Where now for Paul Jewell?
It all fit so well.
Paul Jewell would return to glory at Brian Clough’s first Championship club and the comparisons between the two strikers who retired early and inspired smaller teams to great things would be further cemented. Jewell’s exit came amid chants for his job from the Pride Park South Stand, admissions of contrition from the chairman Adam Pearson and Burton Albion – home of the actual successor to Clough – rising towards the Football League. Both East Midlands clubs are looking at the same manager.
Jewell has left Chris Hutchings in charge – again – and has suffered a significant dent in his reputation having taking on the Pride Park job with a remit not to keep the Rams in the Premiership but to launch a return the season after. The fact that he made such a poor fist of even attempting to stay in the top flight was put down to the players, the failure for a replaced squad to start a promotion campaign falls on Jewell – at least in the eyes of most.

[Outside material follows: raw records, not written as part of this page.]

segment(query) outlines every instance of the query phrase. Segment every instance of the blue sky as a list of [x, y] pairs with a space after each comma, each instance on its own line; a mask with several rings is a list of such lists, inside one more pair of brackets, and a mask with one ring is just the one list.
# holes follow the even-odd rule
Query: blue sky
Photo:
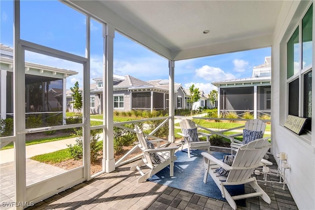
[[[85, 16], [57, 0], [21, 1], [21, 38], [84, 56]], [[13, 46], [13, 1], [0, 1], [0, 42]], [[101, 25], [91, 21], [91, 79], [101, 75], [103, 39]], [[270, 48], [242, 51], [175, 62], [175, 81], [185, 88], [192, 84], [208, 93], [215, 81], [250, 77], [252, 67], [270, 56]], [[114, 39], [114, 74], [130, 75], [144, 81], [168, 79], [168, 61], [146, 48], [116, 33]], [[28, 53], [26, 60], [79, 72], [69, 84], [82, 84], [82, 68], [76, 64]], [[93, 81], [91, 80], [91, 81]]]

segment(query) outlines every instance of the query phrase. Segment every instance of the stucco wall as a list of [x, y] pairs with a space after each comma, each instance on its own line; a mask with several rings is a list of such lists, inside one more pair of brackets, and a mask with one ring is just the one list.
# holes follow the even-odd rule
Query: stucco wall
[[[312, 139], [315, 139], [315, 130], [313, 126], [313, 134], [310, 137], [312, 137], [310, 142], [289, 131], [283, 124], [287, 113], [286, 43], [309, 2], [284, 1], [274, 32], [272, 49], [272, 152], [277, 161], [277, 153], [287, 153], [287, 162], [290, 166], [290, 169], [285, 171], [287, 186], [298, 208], [303, 210], [315, 209], [315, 148], [311, 144], [314, 141]], [[313, 39], [314, 54], [314, 34]], [[314, 60], [313, 65], [314, 66]], [[315, 101], [313, 94], [313, 104]], [[313, 119], [314, 110], [313, 107]]]

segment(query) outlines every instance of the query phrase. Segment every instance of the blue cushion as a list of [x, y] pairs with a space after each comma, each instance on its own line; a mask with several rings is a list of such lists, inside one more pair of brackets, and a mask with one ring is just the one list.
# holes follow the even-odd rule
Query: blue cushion
[[[149, 141], [146, 141], [147, 142], [147, 145], [148, 146], [148, 149], [155, 149], [154, 145], [151, 142]], [[158, 154], [155, 153], [151, 153], [149, 154], [150, 157], [151, 158], [151, 161], [154, 164], [159, 164], [161, 163], [161, 159]]]
[[[235, 157], [235, 154], [224, 154], [223, 155], [222, 162], [231, 166], [232, 166], [233, 161], [234, 160], [234, 157]], [[222, 167], [220, 167], [216, 169], [216, 172], [221, 176], [227, 177], [229, 171], [226, 170]]]
[[246, 145], [253, 140], [262, 137], [262, 131], [255, 131], [244, 129], [243, 130], [243, 144]]
[[188, 135], [188, 141], [189, 142], [199, 142], [199, 137], [198, 137], [198, 132], [197, 128], [192, 129], [183, 129], [183, 133], [184, 135]]

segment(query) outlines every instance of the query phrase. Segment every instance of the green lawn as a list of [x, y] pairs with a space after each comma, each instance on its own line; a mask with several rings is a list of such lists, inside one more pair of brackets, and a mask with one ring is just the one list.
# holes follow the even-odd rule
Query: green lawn
[[[25, 145], [28, 146], [29, 145], [35, 145], [37, 144], [45, 143], [46, 142], [53, 142], [54, 141], [63, 140], [63, 139], [69, 139], [70, 138], [72, 138], [72, 137], [70, 136], [70, 134], [67, 134], [67, 135], [65, 135], [64, 136], [60, 136], [58, 137], [47, 137], [47, 138], [41, 139], [35, 139], [34, 140], [28, 141], [25, 144]], [[12, 149], [12, 148], [13, 148], [13, 143], [11, 143], [8, 145], [5, 146], [5, 147], [3, 147], [3, 148], [1, 149], [1, 150], [7, 150], [8, 149]]]
[[60, 163], [71, 159], [69, 149], [34, 156], [30, 159], [48, 164]]

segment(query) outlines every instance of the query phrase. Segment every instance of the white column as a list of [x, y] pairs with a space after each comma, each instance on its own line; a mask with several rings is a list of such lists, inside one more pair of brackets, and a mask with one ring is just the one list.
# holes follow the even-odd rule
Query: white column
[[[106, 118], [105, 130], [105, 171], [107, 173], [115, 170], [115, 159], [114, 158], [114, 110], [113, 101], [113, 67], [114, 60], [114, 38], [115, 38], [115, 28], [110, 24], [106, 24], [105, 29], [105, 52], [104, 59], [105, 66], [103, 72], [103, 81], [106, 81], [103, 101], [105, 105], [104, 113]], [[105, 77], [105, 78], [104, 78]], [[104, 89], [103, 89], [104, 90]]]
[[151, 113], [153, 111], [153, 91], [151, 91]]
[[130, 111], [132, 111], [132, 92], [129, 92], [129, 96], [130, 97]]
[[257, 86], [254, 86], [254, 119], [257, 119]]
[[87, 61], [84, 63], [83, 69], [83, 164], [84, 165], [84, 177], [87, 180], [91, 179], [91, 123], [90, 106], [91, 104], [90, 60], [90, 16], [86, 19], [86, 34], [85, 57]]
[[1, 113], [1, 118], [5, 119], [6, 118], [6, 71], [5, 70], [0, 70], [1, 76], [0, 79], [0, 90], [1, 93], [1, 98], [0, 98], [0, 111]]
[[[14, 163], [15, 165], [15, 202], [26, 201], [26, 166], [25, 134], [21, 131], [25, 129], [25, 120], [19, 120], [25, 118], [25, 75], [24, 71], [24, 52], [20, 43], [20, 1], [14, 1], [14, 42], [13, 48], [13, 120], [14, 133]], [[17, 103], [18, 102], [18, 103]], [[22, 210], [22, 205], [16, 209]]]
[[65, 122], [65, 112], [67, 109], [67, 100], [66, 100], [66, 78], [63, 79], [63, 124], [66, 124]]
[[220, 118], [220, 88], [218, 88], [218, 117]]
[[169, 68], [169, 76], [168, 80], [169, 81], [169, 94], [168, 94], [168, 115], [170, 117], [171, 119], [169, 120], [169, 129], [168, 132], [168, 141], [171, 142], [174, 142], [175, 140], [175, 137], [174, 135], [174, 115], [175, 114], [175, 106], [174, 102], [174, 69], [175, 67], [175, 62], [174, 60], [168, 61], [168, 68]]
[[163, 93], [163, 110], [165, 110], [165, 109], [166, 109], [166, 108], [165, 107], [165, 99], [166, 99], [166, 97], [165, 97], [165, 92], [164, 93]]

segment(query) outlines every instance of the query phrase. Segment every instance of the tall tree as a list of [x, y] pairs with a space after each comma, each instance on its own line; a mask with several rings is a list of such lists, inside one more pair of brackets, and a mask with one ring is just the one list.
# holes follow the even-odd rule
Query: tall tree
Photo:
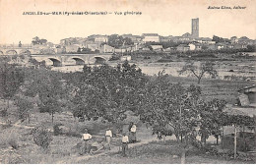
[[25, 73], [23, 70], [7, 62], [0, 62], [0, 97], [7, 99], [8, 107], [10, 98], [23, 84], [24, 79]]
[[137, 90], [146, 83], [146, 77], [135, 65], [128, 62], [112, 68], [107, 65], [85, 66], [81, 74], [76, 95], [73, 98], [74, 116], [87, 117], [89, 120], [104, 118], [116, 123], [125, 119], [125, 112], [138, 107]]
[[208, 74], [213, 79], [218, 76], [218, 72], [215, 70], [214, 64], [212, 62], [203, 62], [200, 66], [194, 65], [194, 62], [187, 62], [180, 71], [179, 75], [182, 74], [192, 74], [197, 78], [197, 83], [200, 84], [202, 78]]
[[26, 74], [25, 95], [40, 99], [40, 112], [48, 112], [52, 123], [56, 112], [60, 112], [61, 100], [65, 94], [62, 85], [62, 75], [45, 68], [28, 69]]

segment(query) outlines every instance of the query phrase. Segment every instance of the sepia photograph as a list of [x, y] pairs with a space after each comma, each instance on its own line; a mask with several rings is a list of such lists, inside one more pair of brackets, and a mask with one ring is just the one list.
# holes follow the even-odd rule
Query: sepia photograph
[[0, 164], [255, 164], [255, 0], [0, 0]]

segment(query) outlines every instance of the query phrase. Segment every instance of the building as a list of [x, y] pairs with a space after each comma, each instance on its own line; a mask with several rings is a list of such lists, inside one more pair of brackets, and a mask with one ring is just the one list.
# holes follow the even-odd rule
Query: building
[[70, 53], [70, 52], [77, 52], [78, 48], [80, 48], [81, 45], [78, 44], [72, 44], [72, 45], [68, 45], [66, 46], [66, 52]]
[[143, 33], [143, 41], [146, 42], [160, 42], [160, 35], [158, 33]]
[[99, 50], [100, 43], [87, 41], [87, 42], [85, 42], [85, 47], [88, 49], [91, 49], [92, 51], [96, 51], [96, 50]]
[[131, 56], [122, 56], [121, 58], [120, 58], [120, 60], [122, 61], [122, 62], [124, 62], [124, 61], [131, 61], [132, 60], [132, 57]]
[[189, 43], [189, 49], [190, 50], [201, 50], [202, 49], [202, 45], [199, 43]]
[[237, 38], [236, 36], [232, 36], [232, 37], [230, 38], [230, 41], [231, 41], [232, 44], [233, 44], [233, 43], [238, 43], [238, 38]]
[[107, 35], [101, 35], [101, 34], [93, 34], [88, 36], [88, 39], [94, 42], [99, 42], [99, 43], [107, 43], [108, 42], [108, 36]]
[[[256, 85], [246, 86], [238, 90], [241, 106], [256, 106]], [[256, 115], [256, 110], [254, 112]]]
[[113, 53], [113, 52], [114, 52], [114, 47], [109, 46], [107, 44], [104, 44], [99, 48], [99, 53]]
[[192, 37], [199, 37], [199, 18], [192, 19], [192, 31], [191, 31]]
[[186, 52], [190, 49], [190, 47], [186, 44], [180, 44], [177, 46], [177, 51], [180, 51], [180, 52]]
[[162, 45], [151, 45], [153, 50], [162, 50]]

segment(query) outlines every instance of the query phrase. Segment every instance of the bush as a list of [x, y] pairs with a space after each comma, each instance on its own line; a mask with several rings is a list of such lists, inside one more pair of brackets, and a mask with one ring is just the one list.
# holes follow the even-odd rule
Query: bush
[[47, 149], [52, 141], [52, 136], [49, 131], [44, 127], [37, 127], [32, 129], [33, 141], [41, 146], [43, 149]]
[[18, 143], [17, 143], [17, 140], [14, 139], [10, 139], [10, 140], [8, 141], [8, 144], [10, 146], [12, 146], [14, 149], [17, 149], [18, 148]]
[[62, 124], [55, 124], [53, 126], [53, 135], [54, 136], [58, 136], [58, 135], [61, 135], [63, 132], [62, 130], [59, 128], [60, 126], [63, 126]]
[[8, 115], [8, 113], [7, 113], [7, 109], [6, 108], [0, 110], [0, 116], [1, 117], [6, 117], [7, 115]]

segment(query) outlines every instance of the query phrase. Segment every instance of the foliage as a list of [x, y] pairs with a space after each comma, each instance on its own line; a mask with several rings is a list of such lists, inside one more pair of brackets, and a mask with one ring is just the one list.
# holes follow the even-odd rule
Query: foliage
[[108, 44], [109, 46], [118, 48], [118, 47], [123, 46], [123, 45], [132, 45], [133, 42], [132, 42], [132, 39], [131, 39], [131, 38], [128, 38], [128, 37], [123, 38], [121, 35], [111, 34], [111, 35], [108, 37], [108, 42], [107, 42], [107, 44]]
[[38, 62], [33, 58], [30, 58], [29, 62], [35, 68], [46, 68], [46, 64], [44, 60], [42, 62]]
[[60, 112], [61, 99], [65, 97], [65, 86], [62, 83], [62, 75], [44, 68], [27, 69], [25, 95], [34, 97], [38, 95], [40, 112], [48, 112], [52, 116]]
[[24, 121], [25, 119], [30, 119], [29, 111], [32, 108], [32, 103], [26, 98], [16, 98], [15, 104], [18, 107], [18, 118]]
[[199, 86], [172, 84], [167, 75], [160, 73], [141, 92], [140, 119], [162, 128], [171, 126], [179, 140], [181, 136], [188, 137], [197, 126], [200, 94]]
[[35, 45], [35, 44], [45, 44], [46, 42], [47, 42], [46, 39], [40, 39], [38, 36], [33, 37], [32, 41], [32, 43], [33, 45]]
[[23, 70], [6, 62], [0, 62], [0, 97], [10, 99], [24, 83]]
[[58, 136], [58, 135], [61, 135], [62, 134], [62, 131], [61, 129], [59, 128], [60, 126], [62, 126], [62, 124], [55, 124], [53, 126], [53, 134], [54, 136]]
[[229, 42], [230, 43], [229, 39], [225, 39], [225, 38], [219, 37], [216, 35], [213, 36], [213, 41], [216, 41], [216, 43], [221, 43], [221, 42]]
[[128, 62], [117, 68], [85, 66], [84, 72], [76, 75], [79, 77], [68, 82], [77, 87], [73, 88], [74, 116], [89, 120], [103, 117], [109, 122], [125, 119], [126, 110], [138, 107], [138, 89], [147, 81], [141, 70]]
[[201, 141], [206, 142], [210, 135], [213, 135], [217, 141], [222, 136], [222, 128], [224, 123], [224, 109], [226, 102], [224, 100], [213, 99], [211, 101], [202, 101], [199, 106], [200, 111], [200, 134]]
[[200, 67], [194, 65], [194, 62], [187, 62], [178, 73], [179, 75], [184, 73], [194, 75], [198, 79], [198, 84], [200, 84], [205, 74], [210, 75], [213, 79], [218, 76], [218, 72], [215, 70], [212, 62], [201, 63]]
[[52, 136], [43, 126], [32, 129], [33, 141], [43, 149], [48, 148], [52, 141]]

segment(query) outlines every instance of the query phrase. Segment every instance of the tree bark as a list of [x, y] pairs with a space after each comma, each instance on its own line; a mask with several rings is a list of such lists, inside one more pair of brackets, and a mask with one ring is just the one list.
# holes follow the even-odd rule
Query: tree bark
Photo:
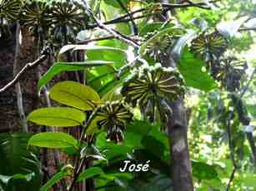
[[[170, 2], [168, 0], [160, 0], [160, 2]], [[167, 12], [164, 17], [167, 20], [168, 13]], [[163, 17], [160, 20], [166, 21], [163, 20]], [[170, 55], [163, 56], [160, 62], [165, 67], [176, 67], [176, 63]], [[186, 110], [182, 100], [177, 100], [169, 105], [173, 113], [168, 119], [167, 129], [169, 136], [173, 188], [174, 191], [193, 191]]]
[[173, 110], [168, 123], [172, 159], [172, 179], [174, 191], [193, 190], [189, 150], [188, 147], [188, 124], [182, 100], [170, 104]]

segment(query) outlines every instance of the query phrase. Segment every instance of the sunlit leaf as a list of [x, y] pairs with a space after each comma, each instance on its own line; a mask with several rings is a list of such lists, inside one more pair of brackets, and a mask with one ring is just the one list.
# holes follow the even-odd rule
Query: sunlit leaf
[[38, 125], [55, 127], [73, 127], [81, 125], [85, 120], [82, 111], [69, 107], [49, 107], [33, 110], [27, 120]]
[[103, 171], [101, 168], [99, 167], [91, 167], [85, 171], [82, 172], [77, 182], [83, 182], [88, 179], [93, 178], [93, 176], [99, 175], [103, 174]]
[[83, 110], [93, 110], [91, 101], [100, 100], [99, 96], [93, 88], [71, 81], [55, 84], [49, 96], [54, 100]]
[[28, 145], [45, 147], [51, 149], [63, 149], [68, 147], [76, 148], [78, 141], [73, 136], [66, 133], [39, 133], [33, 135]]
[[108, 66], [112, 61], [87, 61], [82, 62], [55, 62], [53, 66], [40, 78], [38, 84], [38, 91], [49, 82], [56, 75], [63, 71], [83, 71], [89, 67]]

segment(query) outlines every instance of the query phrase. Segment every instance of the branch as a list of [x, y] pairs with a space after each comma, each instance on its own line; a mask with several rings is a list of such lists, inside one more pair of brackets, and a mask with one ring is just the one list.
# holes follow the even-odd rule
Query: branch
[[[14, 63], [13, 63], [13, 75], [16, 75], [18, 72], [17, 68], [18, 64], [18, 55], [20, 54], [20, 43], [19, 43], [20, 31], [21, 31], [20, 24], [18, 22], [17, 22], [16, 34], [15, 34], [16, 47], [15, 47], [15, 56], [14, 56]], [[16, 84], [15, 89], [17, 93], [18, 112], [20, 118], [22, 131], [24, 133], [28, 133], [28, 124], [23, 107], [23, 92], [19, 82]]]
[[138, 35], [138, 27], [136, 26], [136, 23], [134, 22], [134, 18], [133, 18], [133, 16], [132, 14], [130, 14], [129, 11], [127, 9], [127, 7], [125, 7], [125, 5], [123, 5], [123, 2], [121, 0], [118, 0], [120, 7], [127, 12], [127, 14], [128, 15], [131, 22], [132, 22], [132, 24], [133, 24], [133, 34], [136, 36]]
[[233, 168], [232, 173], [231, 173], [231, 175], [230, 175], [230, 178], [229, 178], [229, 180], [228, 180], [228, 186], [227, 186], [227, 189], [226, 189], [226, 191], [228, 191], [229, 189], [230, 189], [230, 186], [231, 186], [231, 183], [234, 178], [234, 174], [236, 172], [237, 169], [236, 168]]
[[254, 165], [256, 167], [256, 146], [254, 143], [253, 135], [252, 132], [246, 132], [246, 137], [247, 137], [248, 142], [249, 143], [249, 145], [250, 145], [250, 148], [253, 153]]
[[14, 86], [28, 71], [29, 71], [29, 70], [36, 67], [37, 66], [38, 66], [44, 60], [46, 60], [47, 57], [48, 57], [47, 54], [43, 54], [33, 62], [28, 62], [28, 64], [26, 64], [25, 66], [15, 76], [15, 77], [13, 78], [13, 81], [11, 81], [5, 86], [3, 86], [3, 88], [0, 89], [0, 93], [6, 91], [10, 87]]
[[109, 39], [113, 39], [113, 38], [115, 38], [114, 36], [107, 36], [107, 37], [103, 37], [88, 39], [88, 40], [84, 40], [84, 41], [78, 41], [77, 42], [77, 44], [88, 44], [88, 43], [90, 43], [90, 42], [93, 42], [109, 40]]
[[128, 37], [126, 37], [124, 35], [120, 35], [119, 33], [116, 32], [115, 31], [113, 31], [111, 28], [108, 28], [107, 26], [105, 26], [103, 23], [101, 22], [101, 21], [99, 21], [92, 12], [92, 11], [88, 10], [89, 13], [91, 14], [92, 17], [93, 18], [93, 20], [95, 21], [95, 22], [97, 23], [98, 27], [108, 32], [110, 34], [112, 34], [115, 38], [119, 39], [120, 41], [123, 41], [128, 44], [132, 45], [134, 47], [138, 48], [139, 45], [137, 42], [134, 42], [132, 39], [130, 39]]
[[[249, 80], [248, 81], [245, 87], [243, 88], [243, 91], [241, 92], [240, 96], [239, 96], [239, 98], [237, 100], [237, 101], [234, 103], [234, 108], [237, 108], [238, 103], [239, 103], [239, 100], [241, 100], [243, 98], [243, 96], [245, 95], [246, 91], [248, 90], [248, 87], [249, 87], [249, 85], [250, 83], [252, 82], [253, 79], [253, 76], [254, 76], [254, 73], [256, 71], [256, 68], [253, 70]], [[228, 120], [227, 120], [227, 130], [228, 130], [228, 146], [229, 146], [229, 149], [230, 149], [230, 157], [231, 157], [231, 160], [232, 160], [232, 163], [233, 163], [233, 172], [230, 175], [230, 178], [229, 178], [229, 181], [228, 181], [228, 184], [227, 185], [227, 191], [229, 190], [229, 188], [231, 186], [231, 183], [234, 178], [234, 174], [238, 169], [238, 165], [236, 164], [236, 161], [235, 161], [235, 159], [234, 159], [234, 148], [233, 148], [233, 143], [232, 143], [232, 137], [231, 137], [231, 128], [230, 128], [230, 122], [231, 122], [231, 120], [233, 118], [234, 115], [234, 110], [233, 110], [232, 112], [229, 113], [228, 115]]]
[[[215, 0], [215, 1], [209, 1], [208, 2], [209, 3], [214, 3], [214, 2], [220, 2], [221, 0]], [[207, 4], [204, 3], [204, 2], [198, 2], [198, 3], [183, 3], [183, 4], [171, 4], [171, 3], [162, 3], [163, 8], [165, 9], [164, 11], [169, 11], [171, 9], [173, 9], [173, 8], [187, 8], [187, 7], [200, 7], [200, 8], [204, 8], [204, 9], [210, 9], [210, 7], [201, 7], [202, 6], [206, 6]], [[113, 18], [112, 20], [109, 20], [109, 21], [107, 21], [105, 22], [103, 22], [103, 24], [104, 25], [111, 25], [111, 24], [116, 24], [116, 23], [120, 23], [120, 22], [129, 22], [131, 21], [131, 18], [128, 18], [129, 17], [129, 15], [133, 16], [136, 13], [139, 13], [139, 12], [143, 12], [144, 11], [146, 11], [147, 8], [140, 8], [140, 9], [138, 9], [136, 11], [133, 11], [133, 12], [130, 12], [129, 14], [124, 14], [123, 16], [120, 16], [118, 17], [116, 17], [116, 18]], [[138, 16], [138, 17], [133, 17], [133, 20], [136, 20], [136, 19], [139, 19], [139, 18], [143, 18], [143, 17], [145, 17], [147, 16], [145, 15], [141, 15], [141, 16]], [[88, 29], [92, 29], [92, 28], [95, 28], [95, 27], [98, 27], [98, 24], [97, 23], [94, 23], [94, 24], [92, 24], [92, 25], [89, 25], [88, 27]]]
[[238, 32], [256, 31], [256, 27], [239, 28]]

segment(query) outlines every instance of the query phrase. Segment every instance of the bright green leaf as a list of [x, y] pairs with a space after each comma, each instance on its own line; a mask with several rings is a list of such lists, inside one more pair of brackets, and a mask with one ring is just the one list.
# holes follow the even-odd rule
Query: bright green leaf
[[53, 132], [36, 134], [29, 139], [28, 143], [28, 145], [51, 149], [76, 147], [77, 144], [77, 140], [70, 135]]
[[72, 127], [81, 125], [85, 120], [83, 112], [69, 107], [49, 107], [33, 110], [27, 120], [38, 125]]
[[82, 172], [79, 176], [78, 179], [77, 180], [77, 182], [83, 182], [88, 179], [90, 179], [93, 176], [96, 175], [99, 175], [103, 174], [103, 171], [101, 168], [99, 167], [91, 167], [88, 169], [86, 169], [85, 171]]
[[54, 85], [50, 91], [50, 97], [62, 104], [83, 110], [93, 109], [89, 101], [100, 100], [99, 96], [93, 88], [71, 81]]
[[177, 27], [176, 28], [172, 27], [172, 28], [167, 28], [167, 29], [162, 30], [158, 33], [155, 34], [151, 38], [149, 38], [145, 43], [143, 43], [141, 46], [141, 47], [139, 49], [139, 55], [140, 56], [144, 55], [147, 47], [148, 45], [150, 45], [151, 43], [154, 43], [155, 42], [158, 42], [159, 40], [159, 38], [161, 38], [163, 36], [165, 36], [165, 35], [168, 35], [168, 34], [172, 34], [173, 36], [179, 37], [183, 33], [184, 33], [183, 29], [177, 28]]
[[112, 61], [87, 61], [83, 62], [55, 62], [53, 66], [40, 78], [38, 84], [38, 90], [49, 82], [56, 75], [63, 71], [82, 71], [88, 67], [108, 66]]
[[183, 52], [178, 66], [180, 73], [185, 79], [186, 86], [209, 91], [217, 87], [214, 80], [202, 68], [206, 63], [190, 52]]
[[43, 186], [42, 186], [40, 188], [39, 191], [48, 191], [49, 189], [54, 185], [55, 184], [57, 184], [58, 182], [59, 182], [61, 179], [64, 179], [67, 176], [67, 173], [66, 172], [58, 172], [57, 174], [55, 174], [52, 179], [50, 179]]

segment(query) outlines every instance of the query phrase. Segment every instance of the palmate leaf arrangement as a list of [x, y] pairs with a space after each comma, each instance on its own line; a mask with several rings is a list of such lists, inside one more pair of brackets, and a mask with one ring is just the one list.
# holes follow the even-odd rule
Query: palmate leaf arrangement
[[[62, 42], [62, 37], [66, 37], [66, 42], [73, 42], [77, 33], [86, 27], [89, 17], [84, 6], [69, 1], [53, 1], [52, 4], [38, 2], [23, 4], [19, 0], [2, 0], [0, 7], [0, 34], [5, 33], [7, 27], [19, 17], [20, 23], [30, 28], [36, 37], [41, 37], [41, 41], [53, 37]], [[78, 82], [67, 81], [55, 84], [50, 91], [50, 97], [69, 107], [36, 110], [28, 116], [28, 121], [53, 127], [81, 126], [81, 137], [78, 140], [68, 134], [46, 132], [32, 136], [28, 144], [53, 149], [73, 148], [78, 152], [81, 151], [81, 159], [91, 156], [94, 159], [102, 159], [103, 157], [93, 145], [95, 139], [87, 138], [95, 138], [99, 132], [105, 131], [108, 140], [122, 142], [127, 125], [133, 121], [134, 108], [139, 108], [143, 120], [159, 122], [162, 130], [165, 131], [166, 123], [172, 115], [169, 104], [183, 98], [186, 82], [178, 70], [163, 67], [158, 62], [162, 56], [168, 55], [175, 47], [184, 32], [184, 28], [163, 24], [159, 32], [151, 31], [145, 35], [138, 52], [139, 56], [144, 58], [143, 64], [138, 66], [138, 60], [134, 61], [130, 74], [123, 81], [119, 92], [122, 98], [119, 100], [105, 101], [89, 86]], [[221, 82], [223, 88], [229, 91], [239, 89], [240, 80], [246, 69], [244, 62], [235, 57], [225, 56], [223, 52], [227, 50], [228, 41], [221, 32], [215, 30], [199, 33], [191, 39], [187, 47], [188, 51], [205, 61], [209, 73], [214, 80]], [[60, 51], [81, 48], [75, 45], [68, 48], [68, 46]], [[82, 47], [83, 50], [89, 48], [87, 46]], [[108, 51], [114, 49], [109, 48]], [[125, 52], [125, 50], [114, 51]], [[154, 61], [147, 62], [148, 56]], [[39, 86], [64, 71], [83, 71], [113, 63], [106, 61], [57, 62], [42, 77]]]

Damning for Jewell were Pearson’s words on his exit – that he was a manager with a proven track record of getting teams out of the Championship – which risk ghettoising the former City and Wigan boss into the Neil Warnock position where he is trusted to get you to the big leagues but no further.
It is unlikely his next role will be at a club higher than the role he has just left leaving him looking at his record – something of a 2:4 with City and the Latics as successes and Sheffield Wednesday and Derby as failures – and hoping that if he is to be considered a promotion expert his next role does not tip the odds against him.
The former City boss is stuck between the limits of being a promotion specialist and the hardship of maintaining a positive role in modern football – even after keeping Wigan in the Premiership the grumbles had started at the Latics who wanted the club “moving to the next level”
Jewell’s next level seems frustratingly out of reach.